If you are shopping around for a condo, you will notice they are listed as either “divided” or “undivided” co-ownership. Some buyers skip over that detail—after all, a condo is a condo, right?
But in fact, there are significant differences between the two; and as someone who is about to invest in property, it’s important to understand what they are:
Also called “condominium”, divided co-ownership denotes that all owners are financially responsible for their respective properties. It is necessarily administered by an agreement called a “declaration of co-ownership” that standardizes the relationship between the co-owners and the Board of Directors.
In a nutshell, divided co-ownership comprises of:
- Private areas (unit, balcony, locker, parking space)
- Common areas (lobby, swimming pool, roof, parking, elevators, community rooms)

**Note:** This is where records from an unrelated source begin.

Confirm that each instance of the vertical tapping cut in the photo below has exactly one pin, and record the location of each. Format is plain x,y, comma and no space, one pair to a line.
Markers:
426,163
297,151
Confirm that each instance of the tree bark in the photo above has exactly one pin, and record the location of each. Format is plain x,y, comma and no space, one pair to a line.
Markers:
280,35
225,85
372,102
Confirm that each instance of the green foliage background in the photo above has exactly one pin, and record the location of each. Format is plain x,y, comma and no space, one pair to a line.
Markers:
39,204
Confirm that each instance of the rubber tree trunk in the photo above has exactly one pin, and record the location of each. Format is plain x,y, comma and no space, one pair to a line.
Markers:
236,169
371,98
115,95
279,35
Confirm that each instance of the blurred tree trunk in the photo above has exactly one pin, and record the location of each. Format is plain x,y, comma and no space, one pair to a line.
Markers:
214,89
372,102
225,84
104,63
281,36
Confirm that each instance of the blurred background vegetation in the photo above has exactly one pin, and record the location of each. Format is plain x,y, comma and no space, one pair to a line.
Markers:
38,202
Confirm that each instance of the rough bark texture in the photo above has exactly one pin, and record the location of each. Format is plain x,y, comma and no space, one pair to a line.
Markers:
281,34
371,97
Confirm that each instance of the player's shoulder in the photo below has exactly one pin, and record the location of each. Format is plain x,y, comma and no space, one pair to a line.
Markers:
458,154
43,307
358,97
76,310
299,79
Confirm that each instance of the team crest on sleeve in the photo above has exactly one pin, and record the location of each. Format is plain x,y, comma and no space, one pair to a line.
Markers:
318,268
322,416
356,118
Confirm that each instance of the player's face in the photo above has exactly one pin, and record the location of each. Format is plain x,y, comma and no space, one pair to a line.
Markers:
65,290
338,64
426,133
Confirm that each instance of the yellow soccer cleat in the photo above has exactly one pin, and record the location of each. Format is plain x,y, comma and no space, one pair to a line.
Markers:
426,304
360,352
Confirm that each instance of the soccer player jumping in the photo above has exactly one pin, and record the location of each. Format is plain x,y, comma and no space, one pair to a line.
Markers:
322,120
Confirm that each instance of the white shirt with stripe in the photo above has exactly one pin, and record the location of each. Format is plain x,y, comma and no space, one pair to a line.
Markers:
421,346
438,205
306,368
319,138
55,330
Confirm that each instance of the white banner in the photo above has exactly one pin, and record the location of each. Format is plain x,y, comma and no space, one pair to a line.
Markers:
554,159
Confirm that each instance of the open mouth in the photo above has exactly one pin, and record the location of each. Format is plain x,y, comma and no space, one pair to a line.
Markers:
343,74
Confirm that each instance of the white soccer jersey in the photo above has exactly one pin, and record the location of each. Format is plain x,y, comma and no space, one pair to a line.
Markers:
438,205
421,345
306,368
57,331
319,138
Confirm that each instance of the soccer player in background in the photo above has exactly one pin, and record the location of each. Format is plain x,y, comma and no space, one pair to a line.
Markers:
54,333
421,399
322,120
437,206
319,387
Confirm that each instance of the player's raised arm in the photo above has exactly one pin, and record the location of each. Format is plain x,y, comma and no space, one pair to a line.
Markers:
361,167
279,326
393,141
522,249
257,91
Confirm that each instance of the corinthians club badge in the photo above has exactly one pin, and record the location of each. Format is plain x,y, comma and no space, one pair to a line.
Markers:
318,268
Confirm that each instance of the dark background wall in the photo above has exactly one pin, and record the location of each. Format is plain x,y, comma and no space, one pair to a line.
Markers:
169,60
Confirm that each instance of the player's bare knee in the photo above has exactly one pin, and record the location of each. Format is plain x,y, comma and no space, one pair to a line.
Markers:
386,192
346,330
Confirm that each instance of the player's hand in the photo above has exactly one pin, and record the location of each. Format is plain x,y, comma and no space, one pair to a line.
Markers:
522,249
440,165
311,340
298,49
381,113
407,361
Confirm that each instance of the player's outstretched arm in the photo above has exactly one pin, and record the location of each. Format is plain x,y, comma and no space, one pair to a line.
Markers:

These spaces require regular maintenance, so co-owners are expected to pay a monthly fee aside from their mortgage—that includes taking care of major repairs and renovations and preserving the structure of the building.
Undivided co-ownership is only available in resale. So if you’re purchasing a brand new development, the condo should be divided. The biggest difference in an undivided complex is that there is no division between private areas and common areas. The entire building is owned by all property owners.
In addition to their own units, undivided co-owners are responsible for:
- The loans of the other co-owners
- Municipal taxes, insurance, and school taxes
In this case, co-owners are under no obligation to pay co-ownership fees. With that in mind, it is recommended that co-owners save ample emergency money for any necessary repairs or financial setbacks from other co-owners. Because of the risk that comes with undivided co-ownership, it has become common to create an ownership agreement that clarifies the way the building will be managed.